France Submits the Long-Awaited Decree on the Reimbursement of Medical Cannabis to the Council of State
After years of delays, France has taken another step toward establishing a permanent framework for the medical marijuana. The long-awaited decree setting forth the rules for reimbursement of cannabis-based medications has now been finalized and officially submitted to the French Council of State.
This announcement, reported by the’Union of Manufacturers for the Utilization of Hemp Extracts (UIVEC) follows several weeks of positive signs from the French government and could finally get a process moving again that had been at a standstill since the end of the national pilot program on medical cannabis.
A decree ready for review by the Council of State
On June 30, Laurent Panifous, Minister Delegate for Relations with Parliament, confirmed to the Senate that the decree had been approved by the Ministry of the Economy, Finance, and Industrial and Digital Sovereignty.
According to the government, the bill was submitted to the Council of State on July 2. The legal review is expected to take place after the summer recess, with publication scheduled for the start of the next parliamentary session.
This confirmation follows a question from Senator Marion Canales, who highlighted the difficult situation that patients have been facing since 2024. While patients already enrolled in the French pilot program continue to receive treatment, no new patients have been able to join the program because the regulatory framework has not yet been finalized.
For thousands of patients suffering from conditions that are resistant to treatment, access to medical cannabis has therefore effectively remained frozen.
A five-year wait
France has launched its pilot project on medical cannabis in 2021 as a two-year program intended to pave the way for nationwide access. Political instability and repeated delays by the government have prevented the adoption of the necessary implementing regulations.
The impact was significant. At its peak, the pilot project included approximately 3,000 patients. Today, Fewer than 700 are still enrolled, as the program has been extended several times without opening enrollment to new patients.
The 2024 Social Security Financing Act established the nationwide rollout of medical cannabis as a legal objective, but several regulatory measures were still needed before the products could be included in the French reimbursement system.
An important clarification also emerged during the review of this latest development. Although the decree governing reimbursement has not yet been published, Newsweed has learned that the decree on the widespread adoption of medical cannabis was in fact approved last year. The remaining text, currently under review by the Council of State, concerns the practical implementation of reimbursement procedures—a final, crucial step before the products can be evaluated and prescribed under the permanent framework.
Scientific evidence continues to mount
These latest policy developments come shortly after the publication from the U.CANNABIS study.
Commissioned by the French National Agency for Medicines and Health Products Safety (ANSM) and conducted independently by researchers from Inserm and the University of Bordeaux, this study analyzed healthcare reimbursement data from nearly 2,000 patients participating in the national trial.
Unlike many observational studies that rely on patient-completed questionnaires, the researchers used the French health insurance database to compare healthcare utilization before and after the start of medical cannabis treatment.
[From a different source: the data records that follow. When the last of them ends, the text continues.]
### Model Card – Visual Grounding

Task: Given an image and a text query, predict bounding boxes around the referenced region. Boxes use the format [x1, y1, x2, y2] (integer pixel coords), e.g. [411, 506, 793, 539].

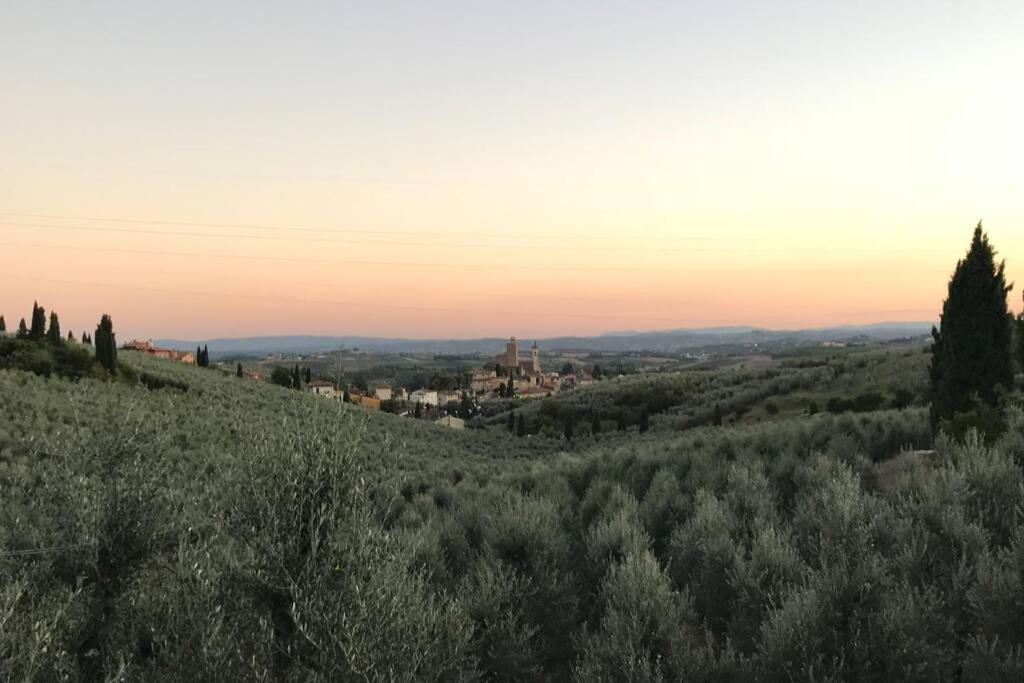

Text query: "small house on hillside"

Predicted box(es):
[304, 380, 338, 398]
[434, 415, 466, 429]
[409, 389, 437, 405]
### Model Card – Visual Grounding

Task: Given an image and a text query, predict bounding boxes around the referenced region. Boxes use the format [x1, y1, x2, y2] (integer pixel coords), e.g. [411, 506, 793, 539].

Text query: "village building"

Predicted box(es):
[303, 380, 338, 398]
[437, 391, 462, 405]
[434, 415, 466, 429]
[497, 337, 541, 377]
[519, 386, 554, 398]
[121, 339, 196, 364]
[348, 391, 381, 411]
[409, 389, 437, 405]
[469, 372, 505, 393]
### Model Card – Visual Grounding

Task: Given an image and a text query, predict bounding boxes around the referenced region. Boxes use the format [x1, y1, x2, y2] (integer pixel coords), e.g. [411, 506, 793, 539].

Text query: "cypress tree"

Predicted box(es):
[930, 222, 1014, 429]
[95, 313, 118, 373]
[1015, 292, 1024, 372]
[46, 310, 63, 345]
[29, 302, 46, 341]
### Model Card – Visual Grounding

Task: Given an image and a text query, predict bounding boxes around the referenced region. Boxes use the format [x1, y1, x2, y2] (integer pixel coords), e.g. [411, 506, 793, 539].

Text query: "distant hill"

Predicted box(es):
[155, 323, 932, 356]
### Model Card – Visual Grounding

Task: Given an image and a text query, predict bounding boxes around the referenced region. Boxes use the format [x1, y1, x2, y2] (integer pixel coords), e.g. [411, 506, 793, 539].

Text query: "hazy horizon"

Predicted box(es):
[0, 1, 1024, 339]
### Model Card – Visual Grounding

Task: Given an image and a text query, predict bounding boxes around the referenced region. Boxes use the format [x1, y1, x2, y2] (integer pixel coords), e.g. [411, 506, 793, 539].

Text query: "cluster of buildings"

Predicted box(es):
[292, 337, 594, 429]
[470, 337, 594, 398]
[121, 339, 196, 365]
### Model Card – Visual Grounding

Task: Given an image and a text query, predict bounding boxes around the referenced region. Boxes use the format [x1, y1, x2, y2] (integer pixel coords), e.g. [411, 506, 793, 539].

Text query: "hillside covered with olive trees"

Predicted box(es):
[0, 229, 1024, 681]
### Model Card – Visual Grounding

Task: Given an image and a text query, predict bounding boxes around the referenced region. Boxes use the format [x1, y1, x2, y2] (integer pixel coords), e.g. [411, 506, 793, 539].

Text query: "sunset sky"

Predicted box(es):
[0, 0, 1024, 340]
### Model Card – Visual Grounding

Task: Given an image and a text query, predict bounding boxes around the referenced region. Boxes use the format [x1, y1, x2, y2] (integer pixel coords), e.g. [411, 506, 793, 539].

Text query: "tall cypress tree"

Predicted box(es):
[46, 310, 63, 345]
[95, 313, 118, 373]
[930, 223, 1014, 429]
[29, 302, 46, 341]
[1017, 290, 1024, 372]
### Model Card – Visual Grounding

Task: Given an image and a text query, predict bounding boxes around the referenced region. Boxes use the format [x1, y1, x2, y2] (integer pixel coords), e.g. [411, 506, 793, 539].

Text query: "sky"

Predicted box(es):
[0, 0, 1024, 340]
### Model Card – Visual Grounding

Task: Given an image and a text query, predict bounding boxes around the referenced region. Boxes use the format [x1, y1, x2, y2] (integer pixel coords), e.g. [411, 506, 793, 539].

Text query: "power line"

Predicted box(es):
[0, 242, 932, 274]
[0, 211, 732, 241]
[0, 222, 932, 254]
[0, 275, 934, 326]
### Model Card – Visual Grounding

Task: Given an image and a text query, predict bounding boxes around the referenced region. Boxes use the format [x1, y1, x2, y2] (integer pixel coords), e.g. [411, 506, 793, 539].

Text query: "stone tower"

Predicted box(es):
[505, 337, 519, 374]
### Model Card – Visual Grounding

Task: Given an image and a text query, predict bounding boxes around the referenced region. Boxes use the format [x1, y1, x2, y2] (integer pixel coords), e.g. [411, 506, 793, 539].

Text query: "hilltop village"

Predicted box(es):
[301, 337, 595, 429]
[122, 337, 600, 429]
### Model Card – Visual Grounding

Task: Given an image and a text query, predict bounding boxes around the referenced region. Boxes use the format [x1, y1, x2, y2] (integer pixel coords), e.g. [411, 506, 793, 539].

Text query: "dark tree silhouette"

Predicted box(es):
[46, 310, 63, 345]
[95, 313, 118, 373]
[930, 223, 1014, 429]
[29, 303, 46, 341]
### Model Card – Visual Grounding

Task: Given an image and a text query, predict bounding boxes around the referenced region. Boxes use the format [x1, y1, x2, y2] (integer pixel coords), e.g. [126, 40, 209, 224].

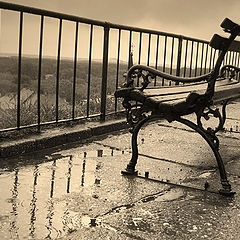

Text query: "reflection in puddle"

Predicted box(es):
[0, 148, 122, 239]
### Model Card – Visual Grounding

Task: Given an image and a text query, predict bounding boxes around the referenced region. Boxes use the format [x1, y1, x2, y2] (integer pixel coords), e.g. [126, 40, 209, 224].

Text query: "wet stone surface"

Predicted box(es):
[0, 99, 240, 240]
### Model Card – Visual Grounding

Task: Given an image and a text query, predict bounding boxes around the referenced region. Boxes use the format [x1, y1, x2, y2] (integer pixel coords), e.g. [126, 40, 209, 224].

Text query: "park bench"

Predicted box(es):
[115, 18, 240, 195]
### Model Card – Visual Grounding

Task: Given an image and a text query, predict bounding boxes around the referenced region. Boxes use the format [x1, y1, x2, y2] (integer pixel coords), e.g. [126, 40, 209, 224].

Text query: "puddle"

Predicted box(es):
[0, 148, 123, 239]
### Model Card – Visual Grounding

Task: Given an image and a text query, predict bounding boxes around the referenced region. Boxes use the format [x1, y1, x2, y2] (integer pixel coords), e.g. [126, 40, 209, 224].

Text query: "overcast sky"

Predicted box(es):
[0, 0, 240, 60]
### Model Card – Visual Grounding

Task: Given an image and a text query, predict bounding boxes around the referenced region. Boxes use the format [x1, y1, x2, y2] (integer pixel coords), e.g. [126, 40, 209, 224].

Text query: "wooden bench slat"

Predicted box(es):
[209, 34, 240, 52]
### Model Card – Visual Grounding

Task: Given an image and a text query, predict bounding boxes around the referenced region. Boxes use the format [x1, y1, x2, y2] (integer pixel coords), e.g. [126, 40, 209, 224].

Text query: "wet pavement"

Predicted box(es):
[0, 102, 240, 240]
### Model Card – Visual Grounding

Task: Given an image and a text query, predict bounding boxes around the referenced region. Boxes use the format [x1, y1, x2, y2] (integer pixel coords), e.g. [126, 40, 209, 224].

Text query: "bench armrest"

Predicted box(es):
[125, 65, 212, 89]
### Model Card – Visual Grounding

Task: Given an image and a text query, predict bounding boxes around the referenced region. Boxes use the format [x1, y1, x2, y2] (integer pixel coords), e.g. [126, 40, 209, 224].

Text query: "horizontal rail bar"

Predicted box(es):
[0, 1, 209, 43]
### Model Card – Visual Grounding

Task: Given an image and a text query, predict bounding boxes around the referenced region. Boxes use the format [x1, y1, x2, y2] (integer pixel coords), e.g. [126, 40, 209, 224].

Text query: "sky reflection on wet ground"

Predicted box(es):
[0, 148, 123, 239]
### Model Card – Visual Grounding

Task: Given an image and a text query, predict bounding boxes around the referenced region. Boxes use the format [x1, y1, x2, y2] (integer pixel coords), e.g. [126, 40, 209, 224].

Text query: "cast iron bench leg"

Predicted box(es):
[122, 117, 234, 196]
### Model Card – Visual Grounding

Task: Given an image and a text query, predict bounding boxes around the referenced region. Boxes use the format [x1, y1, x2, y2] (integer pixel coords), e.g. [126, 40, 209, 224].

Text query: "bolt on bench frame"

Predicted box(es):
[115, 18, 240, 196]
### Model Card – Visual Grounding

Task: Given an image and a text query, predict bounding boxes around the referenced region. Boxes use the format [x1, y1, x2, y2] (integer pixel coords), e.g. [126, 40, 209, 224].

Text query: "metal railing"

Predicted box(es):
[0, 2, 239, 132]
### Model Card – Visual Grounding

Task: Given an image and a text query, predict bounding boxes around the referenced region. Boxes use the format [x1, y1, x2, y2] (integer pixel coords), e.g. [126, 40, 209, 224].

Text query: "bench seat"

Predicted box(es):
[140, 79, 240, 104]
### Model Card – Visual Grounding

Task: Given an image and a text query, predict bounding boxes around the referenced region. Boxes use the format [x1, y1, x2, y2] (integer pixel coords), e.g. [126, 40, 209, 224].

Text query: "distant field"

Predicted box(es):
[0, 56, 206, 129]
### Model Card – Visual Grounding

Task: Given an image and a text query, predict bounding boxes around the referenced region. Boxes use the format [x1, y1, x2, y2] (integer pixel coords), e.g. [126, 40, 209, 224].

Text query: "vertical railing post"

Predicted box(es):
[17, 12, 23, 129]
[176, 36, 183, 85]
[100, 23, 110, 121]
[55, 18, 62, 122]
[37, 15, 44, 132]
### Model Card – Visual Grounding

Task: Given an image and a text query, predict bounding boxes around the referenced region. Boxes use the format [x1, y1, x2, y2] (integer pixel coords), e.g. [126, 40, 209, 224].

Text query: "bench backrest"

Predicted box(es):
[206, 18, 240, 99]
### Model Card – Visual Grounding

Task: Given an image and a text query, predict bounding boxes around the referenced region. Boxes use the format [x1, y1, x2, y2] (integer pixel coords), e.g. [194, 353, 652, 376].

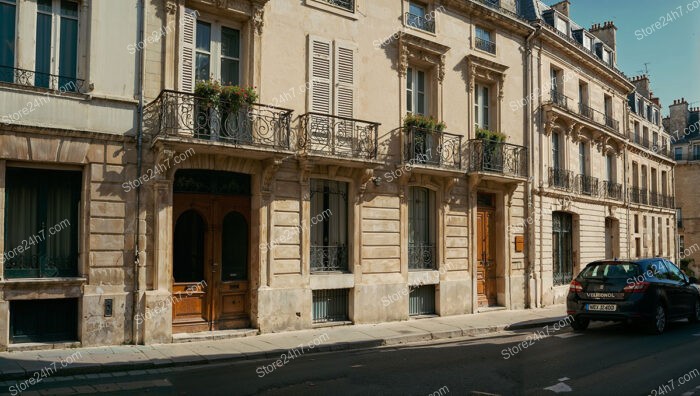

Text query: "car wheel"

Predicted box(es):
[571, 319, 591, 331]
[649, 304, 668, 334]
[688, 299, 700, 323]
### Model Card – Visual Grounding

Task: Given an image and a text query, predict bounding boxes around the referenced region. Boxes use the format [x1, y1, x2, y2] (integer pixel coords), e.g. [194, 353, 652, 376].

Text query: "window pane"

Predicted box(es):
[58, 17, 78, 87]
[0, 3, 15, 82]
[195, 53, 209, 81]
[221, 59, 239, 85]
[34, 12, 51, 88]
[221, 27, 240, 58]
[197, 21, 211, 52]
[61, 0, 78, 18]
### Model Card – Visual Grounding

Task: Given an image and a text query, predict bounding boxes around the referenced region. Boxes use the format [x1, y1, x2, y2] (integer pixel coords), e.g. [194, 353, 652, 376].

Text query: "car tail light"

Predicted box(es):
[569, 280, 583, 293]
[622, 282, 650, 293]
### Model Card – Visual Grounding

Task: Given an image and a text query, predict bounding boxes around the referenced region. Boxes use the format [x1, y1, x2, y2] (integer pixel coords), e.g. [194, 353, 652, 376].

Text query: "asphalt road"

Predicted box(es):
[8, 322, 700, 396]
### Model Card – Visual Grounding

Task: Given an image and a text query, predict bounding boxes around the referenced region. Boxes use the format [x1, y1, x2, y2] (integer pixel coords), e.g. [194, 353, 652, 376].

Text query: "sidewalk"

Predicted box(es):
[0, 305, 566, 381]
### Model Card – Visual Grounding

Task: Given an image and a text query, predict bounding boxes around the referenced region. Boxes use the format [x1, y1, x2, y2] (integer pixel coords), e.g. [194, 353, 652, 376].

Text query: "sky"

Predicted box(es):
[544, 0, 700, 115]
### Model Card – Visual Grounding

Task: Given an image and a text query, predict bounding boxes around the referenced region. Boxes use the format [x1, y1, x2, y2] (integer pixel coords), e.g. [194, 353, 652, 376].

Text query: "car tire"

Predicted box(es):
[649, 303, 668, 334]
[571, 319, 591, 331]
[688, 298, 700, 323]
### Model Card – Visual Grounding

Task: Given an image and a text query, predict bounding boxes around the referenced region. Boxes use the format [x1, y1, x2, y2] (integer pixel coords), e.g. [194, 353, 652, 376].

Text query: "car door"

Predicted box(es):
[665, 260, 695, 315]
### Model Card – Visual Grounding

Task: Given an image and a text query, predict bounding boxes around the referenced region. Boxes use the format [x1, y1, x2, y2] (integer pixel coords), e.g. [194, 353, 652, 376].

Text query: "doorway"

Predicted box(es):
[476, 194, 498, 308]
[172, 174, 250, 333]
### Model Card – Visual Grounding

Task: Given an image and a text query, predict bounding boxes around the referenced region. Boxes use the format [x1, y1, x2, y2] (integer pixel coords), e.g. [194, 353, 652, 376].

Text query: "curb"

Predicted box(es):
[0, 317, 564, 382]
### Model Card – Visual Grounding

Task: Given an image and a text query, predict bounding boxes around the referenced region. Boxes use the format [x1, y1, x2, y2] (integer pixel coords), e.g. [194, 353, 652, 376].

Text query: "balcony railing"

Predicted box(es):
[576, 175, 598, 196]
[406, 12, 435, 33]
[408, 244, 435, 269]
[468, 139, 528, 177]
[298, 112, 380, 160]
[603, 181, 622, 201]
[0, 66, 88, 93]
[405, 127, 462, 169]
[310, 245, 348, 272]
[474, 37, 496, 54]
[144, 90, 292, 150]
[552, 90, 569, 109]
[549, 168, 574, 190]
[323, 0, 355, 12]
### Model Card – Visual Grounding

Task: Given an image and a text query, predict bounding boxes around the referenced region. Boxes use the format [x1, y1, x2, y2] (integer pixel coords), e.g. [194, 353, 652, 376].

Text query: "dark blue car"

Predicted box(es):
[566, 258, 700, 334]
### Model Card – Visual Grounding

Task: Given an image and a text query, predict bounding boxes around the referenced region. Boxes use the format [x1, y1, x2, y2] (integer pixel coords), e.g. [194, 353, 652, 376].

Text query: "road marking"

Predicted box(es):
[555, 333, 583, 338]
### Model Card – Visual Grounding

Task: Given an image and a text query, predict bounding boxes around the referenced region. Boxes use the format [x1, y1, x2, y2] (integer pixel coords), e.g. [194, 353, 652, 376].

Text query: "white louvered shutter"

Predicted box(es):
[179, 8, 197, 92]
[333, 41, 357, 118]
[309, 36, 333, 114]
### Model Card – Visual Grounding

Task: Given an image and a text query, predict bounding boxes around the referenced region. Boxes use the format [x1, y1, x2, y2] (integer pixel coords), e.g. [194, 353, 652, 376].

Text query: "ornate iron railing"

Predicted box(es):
[144, 90, 292, 150]
[405, 127, 462, 169]
[603, 181, 622, 201]
[474, 37, 496, 54]
[298, 112, 380, 159]
[406, 12, 435, 33]
[576, 174, 598, 196]
[408, 244, 435, 269]
[468, 139, 528, 177]
[310, 245, 348, 272]
[0, 66, 88, 93]
[323, 0, 355, 12]
[549, 168, 574, 190]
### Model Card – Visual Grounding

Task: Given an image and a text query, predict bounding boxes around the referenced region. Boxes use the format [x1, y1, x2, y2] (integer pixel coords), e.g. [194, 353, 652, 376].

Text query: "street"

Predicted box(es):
[9, 321, 700, 396]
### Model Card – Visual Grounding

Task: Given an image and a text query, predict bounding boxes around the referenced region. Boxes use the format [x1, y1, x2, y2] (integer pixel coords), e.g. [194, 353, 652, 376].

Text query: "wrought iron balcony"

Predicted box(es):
[406, 12, 435, 33]
[474, 37, 496, 54]
[551, 89, 569, 110]
[144, 90, 292, 150]
[0, 66, 88, 93]
[298, 112, 380, 160]
[408, 244, 435, 269]
[468, 139, 528, 177]
[405, 127, 462, 170]
[310, 245, 348, 272]
[549, 168, 574, 190]
[323, 0, 355, 12]
[603, 181, 622, 201]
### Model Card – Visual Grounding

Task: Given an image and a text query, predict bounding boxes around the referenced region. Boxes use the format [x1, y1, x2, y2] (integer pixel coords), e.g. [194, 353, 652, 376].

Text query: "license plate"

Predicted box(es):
[586, 304, 617, 312]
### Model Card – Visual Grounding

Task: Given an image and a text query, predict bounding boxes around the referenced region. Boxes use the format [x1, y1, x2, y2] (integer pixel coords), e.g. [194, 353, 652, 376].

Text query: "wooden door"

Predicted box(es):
[172, 194, 250, 333]
[476, 209, 497, 307]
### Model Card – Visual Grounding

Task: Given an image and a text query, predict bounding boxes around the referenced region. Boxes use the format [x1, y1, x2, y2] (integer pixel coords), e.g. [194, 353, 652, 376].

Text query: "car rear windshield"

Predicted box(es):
[581, 263, 639, 278]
The results showed a decrease in the use of several conventional treatments—including strong opioids, gabapentinoids, benzodiazepines, and non-opioid analgesics—among patients being treated for neuropathic pain. The study also revealed a decrease in the number of visits to specialized pain clinics after the start of medical cannabis treatment.
These results are particularly relevant because the The French National Health Authority (HAS) will evaluate whether cannabis-based medications offer sufficient medical benefit and economic value to justify their coverage.
The safety data provided by the ANSM also remained reassuring throughout the study, with no cases of dependence or abuse reported despite ongoing pharmacovigilance monitoring.
Patients Still Waiting
The UIVEC welcomed the government's confirmation while emphasizing that the work was not yet complete.
«The decree on the coverage of cannabis-based medications has finally been finalized and submitted to the Council of State,» the organization said in a statement, thanking lawmakers, patient advocacy groups, and healthcare professionals for keeping up the pressure on the government.
Even after the decree is published, several regulatory steps must still be completed before patients can finally access medical cannabis outside of the experimental framework. The HAS must issue its coverage recommendation, manufacturers must complete the registration process with the ANSM, and the products must then undergo pricing negotiations before prescriptions can begin.
If the current schedule is followed, France could finally see the first prescriptions reimbursed under its permanent system of medical marijuana in 2027, nearly six years after the launch of what was originally intended to be a two-year pilot program.